Tensor Parallelism¶
1. Core Concept¶
Tensor Parallelism splits individual layers across devices so that a single layer's computation is distributed.
When to use: When individual layers are too large to fit on a single GPU
2. The Basic Idea¶
Consider a linear layer: Y = XW
Where:
- X:
[batch, hidden_in] - W:
[hidden_in, hidden_out] - Y:
[batch, hidden_out]
Problem: If hidden_out is very large (e.g., 50,000), W doesn't fit on one GPU.
Solution: Split W across GPUs and compute partial results.
3. Column Parallelism (Output Dimension Split)¶
How It Works¶
Split weight matrix by columns:
W = [W₁ | W₂ | ... | Wₖ]
GPU 0: W₁ with shape [hidden_in, hidden_out/k]

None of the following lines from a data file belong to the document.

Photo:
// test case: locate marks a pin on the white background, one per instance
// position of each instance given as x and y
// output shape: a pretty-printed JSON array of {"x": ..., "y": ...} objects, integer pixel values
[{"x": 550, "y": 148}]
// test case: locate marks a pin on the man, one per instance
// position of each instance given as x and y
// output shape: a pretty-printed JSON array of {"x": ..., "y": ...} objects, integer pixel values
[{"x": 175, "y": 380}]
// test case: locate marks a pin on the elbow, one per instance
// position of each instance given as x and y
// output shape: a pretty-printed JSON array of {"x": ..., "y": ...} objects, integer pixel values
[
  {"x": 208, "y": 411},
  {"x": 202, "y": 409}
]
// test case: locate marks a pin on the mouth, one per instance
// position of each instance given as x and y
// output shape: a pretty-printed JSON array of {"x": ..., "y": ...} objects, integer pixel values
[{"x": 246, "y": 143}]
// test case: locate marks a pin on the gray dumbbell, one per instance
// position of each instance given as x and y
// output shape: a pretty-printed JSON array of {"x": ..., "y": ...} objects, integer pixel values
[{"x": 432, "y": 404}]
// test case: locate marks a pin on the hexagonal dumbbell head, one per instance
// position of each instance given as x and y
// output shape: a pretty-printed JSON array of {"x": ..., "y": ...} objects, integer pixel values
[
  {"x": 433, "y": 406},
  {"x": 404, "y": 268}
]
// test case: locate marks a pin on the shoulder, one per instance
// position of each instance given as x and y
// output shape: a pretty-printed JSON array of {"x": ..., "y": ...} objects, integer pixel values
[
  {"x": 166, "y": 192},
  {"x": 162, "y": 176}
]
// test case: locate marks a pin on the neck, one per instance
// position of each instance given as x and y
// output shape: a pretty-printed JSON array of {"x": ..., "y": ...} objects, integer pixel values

GPU 1: W₂ with shape [hidden_in, hidden_out/k]
...
Each GPU computes:
Y₁ = X · W₁ (shape: [batch, hidden_out/k])
Y₂ = X · W₂ (shape: [batch, hidden_out/k])
Result: Each Yᵢ is a partial output (different features).
Communication Pattern¶
Forward Pass:
- All-Gather to concatenate [Y₁, Y₂, ...] → Y
- Each GPU gets the full output
Backward Pass:
- Gradients w.r.t. X require All-Reduce
Forward: X → [Y₁, Y₂, Y₃] → All-Gather → Y
Backward: Y_grad → [X_grad₁, X_grad₂, X_grad₃] → All-Reduce → X_grad
Use Case¶
- Feed-forward network (FFN) in transformers
- First linear projection in attention (Q, K, V)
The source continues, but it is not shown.